I am very consufed by the following problem.
Show that for any fixed $\epsilon > 0$ and any 2 player game with all non negative payoffs, there is an $\epsilon$-approximate Nash equilibrium such that both players play the following simple kind of mixed strategy: For each player $j$ the strategy selects a subset $\hat{S_j}$ of at most $O(\log n)$ of player $j$th pure strategies, and makes player $j$ select one of the strategies in $\hat{S_j}$ uniformly at random. The set $\hat{S_j}$ may be a multi-set, i.e. may contain the same pure strategy more than once (such a strategy is more likely to be selected by a random choice). The constant in the $O(.)$ notation may depend on the given parameter $\epsilon$
Hint: consider any mixed Nash strategy with possibly large support, and try to simplify the support by selecting the subset $\hat{S_j}$ for the two players based on this Nash strategy.
The definition is very confusing, in other words the exercise asks somehow (maybe even randomly) select the support $\hat{S_j}$ of size $O(\log n)$, and somehow from the support select one pure strategy with is $\epsilon$-Nash equilibrium. The problem is I don't have idea how to approach the solution, the only reasonable answer is for $\epsilon$ infinite large take any action and this will be $\epsilon$ -Nash equilibrium.
If you have any idea how to solve please give a hint.
To clarify the question: What they want is not a pure strategy that is an $\epsilon$-equilibrium. What they want is to take for each player a multiset of pure strategies -- so for example if the strategy space is $\{1,2,\dots,n\}$, maybe the multiset is $\{1,3,4,3,7,2,1,1\}$. Then the idea is that if each player is picking randomly from their own multiset $\hat{S}$, then this should be an $\epsilon$-equilibrium.
Now the question is how to select this multiset for each player (or show that correct choices exist).
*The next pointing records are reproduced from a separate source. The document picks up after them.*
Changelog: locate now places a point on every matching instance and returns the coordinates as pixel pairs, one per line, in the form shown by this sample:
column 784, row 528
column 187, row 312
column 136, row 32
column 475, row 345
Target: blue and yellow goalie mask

This seems very tough to solve if you don't already know the answer ... let me give a first hint: Suppose I had a Nash equilibrium $(s_1,s_2)$. Then if each player randomly draws actions from her strategy, we know that in expectation, each maximizes expected value drawing from $s_i$. Think of this as saying that, as the number of draws/repeated plays goes to infinity, each is maximizing expected value. What if there were only a finite number of draws?
Your comments below are on the right track -- but instead of omitting pure strategies from the equilibrium strategy $s_i$, what if I just randomly draw a bunch of pure strategies according to $s_i$? (Maybe I draw $O(\log n)$ of them....)
So now, suppose I've drawn for each player a multiset of pure strategies by randomly sampling from $s_i$. Now most of the time these multi-sets are not going to be an $\epsilon$-Nash equilibrium. But I just need to show that sometimes, they are. That is, the probability that they are is nonzero. The original proof takes this approach, anyway. The paper is "Playing Large Games Using Simple Strategies" by Lipton, Markakis, and Mehta; spoiler alert! It contains the proof.